Intercostal artery bleeding can also be precipitated by medical procedures, such as dialysis, transcatheter aortic valve implantation, ultrasound-guided liver biopsy, PCI, and IABP [6, 11, 12]. In this case, the patient initially presented with three-vessel coronary artery disease identified through CAG. Subsequently, a pacemaker and IABP were implanted to manage hemodynamic instability, followed by PCI. While bleeding complications from arterial guidewire manipulation during PCI have been reported in 0.2–0.5% of patients, these incidents typically occur during the procedure [13]. In contrast, our patient experienced shock approximately 12 hours post-PCI, suggesting a different sequence of events. A similar case reported by Shiraishi et al. described left hemothorax and shock occurring 8 hours following IABP placement [14]. In their study, a catheter twist in the descending aorta led to perforation, resulting in bleeding from one site originating from the aorta. This contrasts with the present case, where no procedural complications were observed, classifying the bleeding as spontaneous. In this case report, the patient received post-PCI DAPT and was managed with heparin for IABP and VA-ECMO support, both during initial bleeding and after TAE. Anticoagulation has been linked to inducing spontaneous hemothorax [15, 16]. DAPT carries a higher risk of life-threatening bleeding events compared with single antiplatelet agents, and the risk escalates with heparin use [17]. Additionally, soft tissue bleeding is more prone to occur during mechanical circulatory support [18]. These facts suggest that antithrombotic therapy significantly contributed to the bleeding in this patient. Anticoagulation-related bleeding during mechanical circulatory support often proves fatal, underscoring the necessity of discontinuing antithrombotic therapy and improving coagulation function.

Previous case reports of intercostal artery bleeding, except those stemming from trauma, have predominantly featured bleeding from a single vessel, with instances of dual- or triple-vessel bleeding being exceedingly rare [1, 10]. In this patient, contrast-enhanced CT showed 15 extravasation sites suggesting bleeding in numerous vessels, prompting TAE to embolize the six intercostal arteries, which is the most commonly reported procedure to date. As the patient was presumed to have experienced continued bleeding, open thoracotomy hemostasis was required. It remains uncertain whether all bleeding originated solely from the intercostal artery of the present patient.

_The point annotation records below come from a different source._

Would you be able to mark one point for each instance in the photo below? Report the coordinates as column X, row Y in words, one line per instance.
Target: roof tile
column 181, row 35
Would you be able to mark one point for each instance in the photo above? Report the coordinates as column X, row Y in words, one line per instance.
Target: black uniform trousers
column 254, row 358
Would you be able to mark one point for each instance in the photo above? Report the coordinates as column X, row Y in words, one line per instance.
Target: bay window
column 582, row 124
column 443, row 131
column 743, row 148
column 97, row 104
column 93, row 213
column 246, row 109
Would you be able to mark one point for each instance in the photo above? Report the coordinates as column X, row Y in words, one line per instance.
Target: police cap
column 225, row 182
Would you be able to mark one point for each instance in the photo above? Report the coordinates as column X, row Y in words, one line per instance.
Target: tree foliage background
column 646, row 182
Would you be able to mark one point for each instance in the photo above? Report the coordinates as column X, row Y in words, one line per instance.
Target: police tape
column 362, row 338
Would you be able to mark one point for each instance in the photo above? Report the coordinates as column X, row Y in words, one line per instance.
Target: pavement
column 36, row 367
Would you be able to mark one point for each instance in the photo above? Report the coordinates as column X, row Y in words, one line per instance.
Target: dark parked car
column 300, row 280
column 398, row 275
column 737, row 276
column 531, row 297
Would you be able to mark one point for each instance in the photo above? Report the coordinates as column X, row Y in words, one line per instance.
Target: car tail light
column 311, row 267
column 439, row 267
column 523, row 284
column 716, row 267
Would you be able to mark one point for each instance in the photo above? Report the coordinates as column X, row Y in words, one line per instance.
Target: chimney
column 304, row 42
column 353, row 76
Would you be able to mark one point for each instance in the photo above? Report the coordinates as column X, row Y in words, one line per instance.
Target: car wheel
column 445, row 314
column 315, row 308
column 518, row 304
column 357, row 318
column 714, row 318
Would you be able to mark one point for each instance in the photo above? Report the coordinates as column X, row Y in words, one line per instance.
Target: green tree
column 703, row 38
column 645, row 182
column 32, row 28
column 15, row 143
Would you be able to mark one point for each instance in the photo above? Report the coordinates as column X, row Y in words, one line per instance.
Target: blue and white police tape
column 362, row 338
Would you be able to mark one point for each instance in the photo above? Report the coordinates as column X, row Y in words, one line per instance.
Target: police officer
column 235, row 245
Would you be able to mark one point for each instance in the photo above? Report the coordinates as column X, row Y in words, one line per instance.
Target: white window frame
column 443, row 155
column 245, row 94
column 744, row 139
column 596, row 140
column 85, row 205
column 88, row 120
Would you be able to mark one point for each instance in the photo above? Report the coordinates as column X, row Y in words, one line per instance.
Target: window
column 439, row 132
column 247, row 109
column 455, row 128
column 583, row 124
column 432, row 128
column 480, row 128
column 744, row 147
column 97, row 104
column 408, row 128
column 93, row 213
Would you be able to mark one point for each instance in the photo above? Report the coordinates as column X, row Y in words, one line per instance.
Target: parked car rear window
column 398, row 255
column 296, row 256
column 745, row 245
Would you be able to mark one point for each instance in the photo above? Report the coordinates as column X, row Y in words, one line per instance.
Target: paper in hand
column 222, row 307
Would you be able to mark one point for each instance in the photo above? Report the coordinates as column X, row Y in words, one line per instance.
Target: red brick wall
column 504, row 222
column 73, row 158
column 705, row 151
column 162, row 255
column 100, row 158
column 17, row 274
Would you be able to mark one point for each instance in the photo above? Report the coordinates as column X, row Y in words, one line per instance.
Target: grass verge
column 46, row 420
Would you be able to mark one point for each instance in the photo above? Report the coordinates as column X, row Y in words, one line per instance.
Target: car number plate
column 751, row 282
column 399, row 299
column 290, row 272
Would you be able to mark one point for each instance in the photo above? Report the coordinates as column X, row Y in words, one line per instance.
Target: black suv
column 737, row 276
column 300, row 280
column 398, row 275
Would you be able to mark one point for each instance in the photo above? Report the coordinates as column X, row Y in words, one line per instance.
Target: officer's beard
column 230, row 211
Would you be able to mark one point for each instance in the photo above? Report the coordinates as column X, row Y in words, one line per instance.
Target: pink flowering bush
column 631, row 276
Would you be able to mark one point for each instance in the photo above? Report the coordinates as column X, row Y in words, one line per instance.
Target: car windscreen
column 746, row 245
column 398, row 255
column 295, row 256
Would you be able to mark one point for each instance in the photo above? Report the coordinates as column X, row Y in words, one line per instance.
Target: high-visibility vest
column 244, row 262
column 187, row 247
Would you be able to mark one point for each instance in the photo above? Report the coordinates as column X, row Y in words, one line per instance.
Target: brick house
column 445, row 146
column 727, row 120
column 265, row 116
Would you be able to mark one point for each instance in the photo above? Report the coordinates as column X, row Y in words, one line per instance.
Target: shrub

The primary treatment for intercostal artery bleeding is TAE, which has demonstrated relatively favorable outcomes [4, 6, 10]. On the contrary, emergency open thoracotomy has shown less favorable results [19, 20]. Emergency open thoracotomy presents challenges in identifying the precise source of bleeding during the acute phase, often necessitating subsequent reoperation. Therefore, TAE is generally favored over emergency open thoracotomy. Tanaka et al. proposed the surgical removal of a hematoma after stabilization with TAE [21]. Without uncontrolled or massive bleeding, conservative management may also be a viable option [22]. In the present patient, the bleeding occurred from multiple vessels, posing challenges in its management. In such cases, it may be necessary to use a combination of several treatment approaches.

Conclusion

We report a case of spontaneous intercostal artery bleeding occurring simultaneously in numerous vessels during antithrombotic therapy with mechanical circulatory support, possibly representing the most extensive occurrence of such bleeding reported thus far. Because bleeding can occur from numerous vessels even without trauma, the findings of contrast-enhanced CT should be carefully interpreted to identify bleeding sites and determine the optimal treatment strategy. Surgical intervention may be considered if CT findings show extensive atelectasis with a massive hematoma or multiple-vessel bleeding possibly owing to nonarterial bleeding.